Let X a discrete uniform random variable over [1, N]
A bayesian approach :
We define the random variable Y that way :
for any y > 0 : Prob(Y=y|X=x) = 1/(x-1) if x > 1 and 0 otherwise
For the computations below it is more convenient to modify this
definition by discarding the particular case x=1.
To do this, consider now X a discrete uniform random variable over [2, N]
What is the probability P(Y=y) that Y takes the value y ?
Bayes' law says :
Prob(Y=y) = Sum(P(Y=y|X=x)*P(x), x=2..N)
where Prob(X=x) = 1/(N-1) for x=2,..,N
Let N = 7 ; what is the value of P(Y=1) ?
One finds :
P(Y=1) = P(Y=1|X=2)P(2) + ... + P(Y=1|X=7)P(7)

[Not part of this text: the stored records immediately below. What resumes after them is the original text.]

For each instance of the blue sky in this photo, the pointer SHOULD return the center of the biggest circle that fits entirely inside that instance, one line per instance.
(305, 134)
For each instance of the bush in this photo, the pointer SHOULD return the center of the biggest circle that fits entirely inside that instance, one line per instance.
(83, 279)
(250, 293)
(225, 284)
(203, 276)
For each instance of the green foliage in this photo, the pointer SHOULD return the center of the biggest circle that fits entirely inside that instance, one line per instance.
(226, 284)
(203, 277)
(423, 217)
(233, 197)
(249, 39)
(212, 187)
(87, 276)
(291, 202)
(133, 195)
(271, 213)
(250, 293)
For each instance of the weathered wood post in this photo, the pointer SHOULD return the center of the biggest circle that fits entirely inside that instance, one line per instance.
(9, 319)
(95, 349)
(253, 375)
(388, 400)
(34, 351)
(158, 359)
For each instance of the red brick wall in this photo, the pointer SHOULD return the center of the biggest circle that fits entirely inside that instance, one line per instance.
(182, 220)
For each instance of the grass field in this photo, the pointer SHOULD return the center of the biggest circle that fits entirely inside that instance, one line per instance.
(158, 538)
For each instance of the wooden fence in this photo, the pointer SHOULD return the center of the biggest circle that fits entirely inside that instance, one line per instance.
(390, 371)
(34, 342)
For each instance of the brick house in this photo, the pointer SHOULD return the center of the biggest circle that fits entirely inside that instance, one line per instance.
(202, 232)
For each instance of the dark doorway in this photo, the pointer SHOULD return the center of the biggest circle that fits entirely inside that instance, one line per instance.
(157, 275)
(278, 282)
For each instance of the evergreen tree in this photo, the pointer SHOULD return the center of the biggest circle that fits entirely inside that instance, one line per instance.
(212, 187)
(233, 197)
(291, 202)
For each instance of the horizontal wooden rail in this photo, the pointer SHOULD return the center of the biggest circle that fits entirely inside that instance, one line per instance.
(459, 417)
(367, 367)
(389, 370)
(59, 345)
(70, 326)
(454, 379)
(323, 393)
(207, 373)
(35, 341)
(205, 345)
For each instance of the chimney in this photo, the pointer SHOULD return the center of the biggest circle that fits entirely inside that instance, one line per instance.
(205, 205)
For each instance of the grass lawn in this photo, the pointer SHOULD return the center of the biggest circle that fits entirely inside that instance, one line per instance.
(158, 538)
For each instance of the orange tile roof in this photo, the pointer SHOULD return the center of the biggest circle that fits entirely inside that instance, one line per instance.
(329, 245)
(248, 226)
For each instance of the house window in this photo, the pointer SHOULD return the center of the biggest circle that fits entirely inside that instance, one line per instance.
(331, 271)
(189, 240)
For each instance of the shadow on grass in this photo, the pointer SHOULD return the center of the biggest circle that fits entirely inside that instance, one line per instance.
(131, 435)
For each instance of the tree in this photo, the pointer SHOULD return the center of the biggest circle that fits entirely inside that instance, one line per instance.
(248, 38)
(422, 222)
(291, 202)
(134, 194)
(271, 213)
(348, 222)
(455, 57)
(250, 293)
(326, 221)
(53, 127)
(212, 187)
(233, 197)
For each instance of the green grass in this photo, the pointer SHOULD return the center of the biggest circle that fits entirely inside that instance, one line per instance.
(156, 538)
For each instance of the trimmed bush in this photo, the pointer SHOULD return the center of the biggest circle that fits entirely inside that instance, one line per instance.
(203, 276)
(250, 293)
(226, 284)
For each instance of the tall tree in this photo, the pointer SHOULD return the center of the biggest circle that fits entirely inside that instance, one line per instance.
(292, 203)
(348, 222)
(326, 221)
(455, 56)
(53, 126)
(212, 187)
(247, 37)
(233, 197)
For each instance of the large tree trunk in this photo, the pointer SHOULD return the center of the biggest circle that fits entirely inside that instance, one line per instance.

P(Y=1) = 1*(1/6) + ... + (1/6)*(1/2)
P(y=1) = 49/120 (about 0.408)
Doing the same for y=2, ..., 6 gives
P(Y=2) = 29/120
P(Y=3) = 19/120
P(Y=4) = 37/360
P(Y=5) = 11/180
P(Y=6) = 1/36
One easily verifies that P(Y=1) + ... + P(Y=6) = 1
What does this mean ?
Suppose you want do draw the mass function (the discrete analogous of
the ptobability density function for continuous random variables) with
"buildings" oh height H(x,y) : What should it look like?
First thing : the sum of all the heights H(x,y) must be 1.
Second thing : obviously H(x,y) = 0 for each y greater or equal to x
Consider now the couple (X=2, Y=1) :
H(x,y) must represent the probability P(Y=1|X=2)... which is 1*(1/6) !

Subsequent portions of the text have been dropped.